Et aujourd’hui ? Jeremy Grantham résume bien la situation (Rotella 2011) : « We have the resources to gracefully handle the transition, but we won’t. We apparently can’t. »

Henry Kissinger, World order, reflections on the character of nations and the course of history, 2014
Analyse des variations culturelles de la géopolitique depuis la paix de Westphalie (1648), pour illustrer les configurations historiques qui ont jalonné la recherche d’un problématique équilibre entre pouvoir et légitimité. Les stratégies et le destin des nations font ainsi l’objet d’un regard panoramique pour déceler les tendances et les patterns de l’histoire et trouver leur reflet dans le contexte actuel. Entre réalisme et idéalisme, raison d’état oblige, la manipulation cynique (et cupide) du pouvoir l’emporte souvent sur l’intérêt des nations. Kissinger est bien placé pour le raconter. La quête d’un nouvel ordre mondial se fait dans la douleur, dans une situation dans laquelle « chaos threattens side by side with unprecedented interdependence ». La reconstruction du système international doit sans doute intégrer dans la culture politique globale la démarche du non-alignement indien (« short term moral neutrality would be the means toward long-term moral influence »), avec la mise en avant de principes dans l’intérêt de la paix mondiale, et la position chinoise par laquelle la légitimité passe par la domination psychologique construite sur des réalisations économiques plutôt que par la force des armes. Une conquête du monde par la finesse d’une nouvelle approche du pouvoir : l’osmose comme une route soyeuse d’assimilation économique et politique. Devant le péril alimentaire, les politiques agricoles - notamment sur les sols, sur les ressources globales et démographiques de la Chine sont là pour nous le rappeler (Chaumet 2017).

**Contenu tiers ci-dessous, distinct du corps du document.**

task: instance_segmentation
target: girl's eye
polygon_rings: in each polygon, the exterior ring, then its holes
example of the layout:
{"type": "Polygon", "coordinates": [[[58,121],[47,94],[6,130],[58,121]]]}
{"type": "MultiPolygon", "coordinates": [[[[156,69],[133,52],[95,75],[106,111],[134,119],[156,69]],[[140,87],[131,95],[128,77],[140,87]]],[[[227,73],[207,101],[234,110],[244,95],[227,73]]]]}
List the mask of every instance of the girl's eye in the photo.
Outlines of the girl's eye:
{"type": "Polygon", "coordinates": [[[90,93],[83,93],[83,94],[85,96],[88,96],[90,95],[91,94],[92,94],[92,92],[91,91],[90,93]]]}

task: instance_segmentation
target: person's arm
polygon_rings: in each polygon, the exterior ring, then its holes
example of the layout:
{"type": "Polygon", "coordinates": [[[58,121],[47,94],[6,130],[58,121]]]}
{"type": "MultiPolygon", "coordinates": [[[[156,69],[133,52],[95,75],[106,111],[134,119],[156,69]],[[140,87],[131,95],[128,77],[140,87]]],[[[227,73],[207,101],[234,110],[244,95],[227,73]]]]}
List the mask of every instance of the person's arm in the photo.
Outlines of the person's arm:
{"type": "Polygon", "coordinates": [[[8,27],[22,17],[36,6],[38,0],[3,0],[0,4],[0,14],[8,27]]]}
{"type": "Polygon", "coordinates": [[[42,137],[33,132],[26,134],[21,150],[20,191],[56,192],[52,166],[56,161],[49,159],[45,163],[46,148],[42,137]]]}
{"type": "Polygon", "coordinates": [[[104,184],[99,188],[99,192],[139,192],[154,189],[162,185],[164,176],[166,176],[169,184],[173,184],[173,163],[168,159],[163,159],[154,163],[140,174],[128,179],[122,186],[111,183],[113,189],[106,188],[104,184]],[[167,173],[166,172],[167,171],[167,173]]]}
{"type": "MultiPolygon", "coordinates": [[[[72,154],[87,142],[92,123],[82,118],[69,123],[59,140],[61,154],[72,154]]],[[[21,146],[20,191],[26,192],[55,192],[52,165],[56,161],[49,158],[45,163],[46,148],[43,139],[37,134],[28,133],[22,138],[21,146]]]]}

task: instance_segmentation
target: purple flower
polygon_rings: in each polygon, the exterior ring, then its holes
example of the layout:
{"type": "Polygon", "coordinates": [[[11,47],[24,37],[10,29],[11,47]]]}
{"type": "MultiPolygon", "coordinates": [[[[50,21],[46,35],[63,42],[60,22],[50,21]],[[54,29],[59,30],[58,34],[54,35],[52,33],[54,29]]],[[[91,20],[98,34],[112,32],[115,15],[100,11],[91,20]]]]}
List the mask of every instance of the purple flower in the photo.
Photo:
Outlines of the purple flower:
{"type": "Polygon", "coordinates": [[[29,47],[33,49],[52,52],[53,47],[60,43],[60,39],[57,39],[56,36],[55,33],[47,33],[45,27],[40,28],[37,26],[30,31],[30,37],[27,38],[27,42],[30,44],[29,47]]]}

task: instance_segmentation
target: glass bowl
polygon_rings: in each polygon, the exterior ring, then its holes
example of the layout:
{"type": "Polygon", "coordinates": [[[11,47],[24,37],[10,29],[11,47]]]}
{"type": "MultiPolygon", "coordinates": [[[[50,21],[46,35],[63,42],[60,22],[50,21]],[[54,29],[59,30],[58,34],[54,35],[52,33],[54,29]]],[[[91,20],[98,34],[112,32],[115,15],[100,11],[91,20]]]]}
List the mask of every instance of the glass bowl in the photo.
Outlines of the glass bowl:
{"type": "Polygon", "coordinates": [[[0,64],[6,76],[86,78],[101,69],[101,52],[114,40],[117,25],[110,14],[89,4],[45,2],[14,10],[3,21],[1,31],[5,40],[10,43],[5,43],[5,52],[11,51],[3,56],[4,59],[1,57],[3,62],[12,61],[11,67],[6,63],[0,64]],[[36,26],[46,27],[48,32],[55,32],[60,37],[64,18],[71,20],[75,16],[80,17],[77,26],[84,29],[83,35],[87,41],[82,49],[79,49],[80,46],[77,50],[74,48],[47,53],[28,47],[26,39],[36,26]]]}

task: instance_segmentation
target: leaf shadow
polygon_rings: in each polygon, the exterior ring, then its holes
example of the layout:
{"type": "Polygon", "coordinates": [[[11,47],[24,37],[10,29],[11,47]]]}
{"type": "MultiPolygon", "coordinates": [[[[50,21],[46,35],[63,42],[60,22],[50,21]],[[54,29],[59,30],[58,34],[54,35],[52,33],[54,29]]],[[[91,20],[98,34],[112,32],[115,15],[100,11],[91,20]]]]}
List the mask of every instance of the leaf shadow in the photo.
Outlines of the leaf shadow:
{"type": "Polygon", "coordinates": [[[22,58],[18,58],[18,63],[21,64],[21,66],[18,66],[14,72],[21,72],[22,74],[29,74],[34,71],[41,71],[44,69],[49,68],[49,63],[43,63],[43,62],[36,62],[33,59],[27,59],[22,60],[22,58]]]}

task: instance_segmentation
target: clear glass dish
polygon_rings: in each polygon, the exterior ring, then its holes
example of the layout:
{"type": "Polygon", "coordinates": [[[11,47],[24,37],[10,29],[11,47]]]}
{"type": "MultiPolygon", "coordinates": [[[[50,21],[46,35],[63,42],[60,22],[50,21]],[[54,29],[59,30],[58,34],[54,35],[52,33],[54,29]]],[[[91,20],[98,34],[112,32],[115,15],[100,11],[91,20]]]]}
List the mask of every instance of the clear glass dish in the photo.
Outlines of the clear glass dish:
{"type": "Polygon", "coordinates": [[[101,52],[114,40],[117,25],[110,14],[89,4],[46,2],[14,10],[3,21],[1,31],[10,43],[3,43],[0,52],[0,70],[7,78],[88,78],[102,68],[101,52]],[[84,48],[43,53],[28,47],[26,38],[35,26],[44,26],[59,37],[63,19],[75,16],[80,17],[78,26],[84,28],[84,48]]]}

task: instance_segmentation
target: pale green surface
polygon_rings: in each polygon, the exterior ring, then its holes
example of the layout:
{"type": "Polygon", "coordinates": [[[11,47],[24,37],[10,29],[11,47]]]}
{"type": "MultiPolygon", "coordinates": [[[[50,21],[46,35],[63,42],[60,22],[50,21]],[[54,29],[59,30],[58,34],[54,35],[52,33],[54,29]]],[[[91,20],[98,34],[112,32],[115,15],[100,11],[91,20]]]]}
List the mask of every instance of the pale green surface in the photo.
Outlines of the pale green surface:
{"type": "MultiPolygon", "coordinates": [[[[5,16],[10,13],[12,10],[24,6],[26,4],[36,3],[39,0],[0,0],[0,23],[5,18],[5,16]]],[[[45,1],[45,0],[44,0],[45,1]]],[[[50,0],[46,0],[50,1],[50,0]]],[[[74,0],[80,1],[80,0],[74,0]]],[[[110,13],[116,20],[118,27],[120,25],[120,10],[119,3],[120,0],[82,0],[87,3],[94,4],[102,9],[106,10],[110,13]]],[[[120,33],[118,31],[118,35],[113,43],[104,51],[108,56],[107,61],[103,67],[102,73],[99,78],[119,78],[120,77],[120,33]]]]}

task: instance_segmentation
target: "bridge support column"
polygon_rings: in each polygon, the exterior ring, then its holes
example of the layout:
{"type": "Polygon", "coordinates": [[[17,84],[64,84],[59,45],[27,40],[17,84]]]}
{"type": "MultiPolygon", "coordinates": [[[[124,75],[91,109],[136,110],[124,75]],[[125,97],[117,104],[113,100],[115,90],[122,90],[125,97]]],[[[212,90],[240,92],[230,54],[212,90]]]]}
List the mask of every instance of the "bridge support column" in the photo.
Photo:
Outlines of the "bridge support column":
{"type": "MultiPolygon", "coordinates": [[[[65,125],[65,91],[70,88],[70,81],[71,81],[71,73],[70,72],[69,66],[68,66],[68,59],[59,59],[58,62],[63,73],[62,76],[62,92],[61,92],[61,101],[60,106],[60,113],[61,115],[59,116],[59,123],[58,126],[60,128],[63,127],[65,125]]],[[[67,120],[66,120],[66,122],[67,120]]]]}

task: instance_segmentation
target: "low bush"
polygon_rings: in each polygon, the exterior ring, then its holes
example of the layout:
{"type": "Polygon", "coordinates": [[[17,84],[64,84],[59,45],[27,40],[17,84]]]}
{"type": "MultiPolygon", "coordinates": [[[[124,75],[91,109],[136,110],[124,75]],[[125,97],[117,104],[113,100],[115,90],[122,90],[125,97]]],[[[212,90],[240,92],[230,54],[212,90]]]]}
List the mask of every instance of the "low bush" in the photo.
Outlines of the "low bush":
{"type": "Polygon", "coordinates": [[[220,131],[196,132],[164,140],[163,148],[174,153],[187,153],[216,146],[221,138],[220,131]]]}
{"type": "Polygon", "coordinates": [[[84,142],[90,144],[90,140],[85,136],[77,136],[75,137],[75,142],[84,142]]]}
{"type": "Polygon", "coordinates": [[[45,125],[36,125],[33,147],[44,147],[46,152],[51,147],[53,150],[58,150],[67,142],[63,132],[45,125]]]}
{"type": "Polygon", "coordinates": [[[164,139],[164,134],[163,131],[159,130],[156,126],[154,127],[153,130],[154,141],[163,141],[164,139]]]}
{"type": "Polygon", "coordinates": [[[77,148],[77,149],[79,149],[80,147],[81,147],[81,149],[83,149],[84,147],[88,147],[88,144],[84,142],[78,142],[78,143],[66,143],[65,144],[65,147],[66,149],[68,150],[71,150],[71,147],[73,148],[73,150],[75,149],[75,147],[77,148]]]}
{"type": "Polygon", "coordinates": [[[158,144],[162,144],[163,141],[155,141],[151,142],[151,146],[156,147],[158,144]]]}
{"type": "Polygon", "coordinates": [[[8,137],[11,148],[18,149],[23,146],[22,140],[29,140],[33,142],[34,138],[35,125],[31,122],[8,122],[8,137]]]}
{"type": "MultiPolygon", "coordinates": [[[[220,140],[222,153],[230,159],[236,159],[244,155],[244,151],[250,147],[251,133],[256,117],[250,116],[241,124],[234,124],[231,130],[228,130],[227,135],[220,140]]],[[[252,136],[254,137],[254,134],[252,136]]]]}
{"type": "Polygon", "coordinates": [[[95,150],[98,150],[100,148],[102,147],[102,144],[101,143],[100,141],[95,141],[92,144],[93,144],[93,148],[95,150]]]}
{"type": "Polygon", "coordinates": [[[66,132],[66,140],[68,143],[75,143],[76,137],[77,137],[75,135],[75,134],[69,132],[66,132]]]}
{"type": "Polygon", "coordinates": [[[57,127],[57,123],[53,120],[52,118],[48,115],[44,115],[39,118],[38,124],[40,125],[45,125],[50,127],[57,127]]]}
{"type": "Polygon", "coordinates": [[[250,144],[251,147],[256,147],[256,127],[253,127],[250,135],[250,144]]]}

Philippe Bihouix, L’âge des low-tech, Vers une civilisation techniquement soutenable. 2014
Argumentaire chiffré mettant en garde contre l’illusion high-tech comme unique horizon dans un contexte dans lequel le low-tech permet de mieux parer à la raréfaction des ressources et aux contraintes et coûts énergétiques liés à l’impératif d’efficacité des ressources. Sans pour autant perdre de vue ou renoncer à ce qui fait le sel de la vie : le futur intelligent pourrait bien être fait d’un dosage high-tech et low-tech socialement juste et écologiquement responsable.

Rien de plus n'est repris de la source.